In realtà il testo di questa normativa è stato ampiamente modificato, in aula, rispetto a quello uscito dalla Commissione Sanità, ed in questa “riscrittura” abbiamo ottenuto un risultato importante: la salvaguardia della gratuità per gli interventi di soccorso alpino di carattere sanitario. Resta comunque il fatto che il costo del ticket, stabilito dalla maggioranza per gli interventi non sanitari, è in ogni caso inaccettabile perché punitivo nei confronti di chi frequenta la montagna. Teniamo presente difatti che il costo medio di un’uscita dell’elisoccorso è di circa 9000 euro, per cui il cittadino arriverebbe a pagare sino a 4500 euro.

Il concetto di formare e informare le persone perché si rechino in montagna adeguatamente attrezzate ed equipaggiate mi trova pienamente d’accordo. Non altrettanto il principio di far pagare fino al 50% del costo dell’intervento nel caso di imprudenza e negligenza dell’escursionista.

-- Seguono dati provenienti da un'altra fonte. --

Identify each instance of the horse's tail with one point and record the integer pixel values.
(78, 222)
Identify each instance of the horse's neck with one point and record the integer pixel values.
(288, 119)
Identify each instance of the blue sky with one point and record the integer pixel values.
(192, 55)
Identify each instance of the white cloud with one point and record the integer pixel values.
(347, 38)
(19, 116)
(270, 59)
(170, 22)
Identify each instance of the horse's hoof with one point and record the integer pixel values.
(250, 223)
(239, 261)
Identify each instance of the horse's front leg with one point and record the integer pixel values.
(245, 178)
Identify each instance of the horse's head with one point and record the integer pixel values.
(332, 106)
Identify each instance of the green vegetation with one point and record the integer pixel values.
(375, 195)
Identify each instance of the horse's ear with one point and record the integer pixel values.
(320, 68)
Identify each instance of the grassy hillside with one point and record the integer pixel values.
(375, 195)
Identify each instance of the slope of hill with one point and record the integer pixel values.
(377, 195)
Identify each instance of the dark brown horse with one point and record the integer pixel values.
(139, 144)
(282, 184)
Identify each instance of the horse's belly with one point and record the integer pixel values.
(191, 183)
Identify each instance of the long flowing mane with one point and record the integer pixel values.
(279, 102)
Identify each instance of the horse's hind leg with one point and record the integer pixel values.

Mi pongo infatti tre domande:
1) Come è possibile stabilire quando si tratta di negligenza o di imprudenza? E chi lo stabilisce? CAI e Soccorso Alpino hanno messo in evidenza, con il loro autorevole contributo, come al riguardo il rischio di un forte contenzioso sia altissimo!
2) Perché “sanzionare” solo chi frequenta la montagna e non gli altri ambiti del vivere civile (es. imprudenze fra i bagnanti, nei lavori domestici, nelle abitudini e negli stili di vita, ecc.)? Con questo provvedimento di legge si è aperto al riguardo un fronte molto pericoloso per futuri sviluppi…
3) Non c’è il rischio che chi ritenga di trovarsi in pericolo in montagna, di fronte alla prospettiva di questo “super ticket”, minimizzi il rischio, con conseguenze che possono essere nefaste?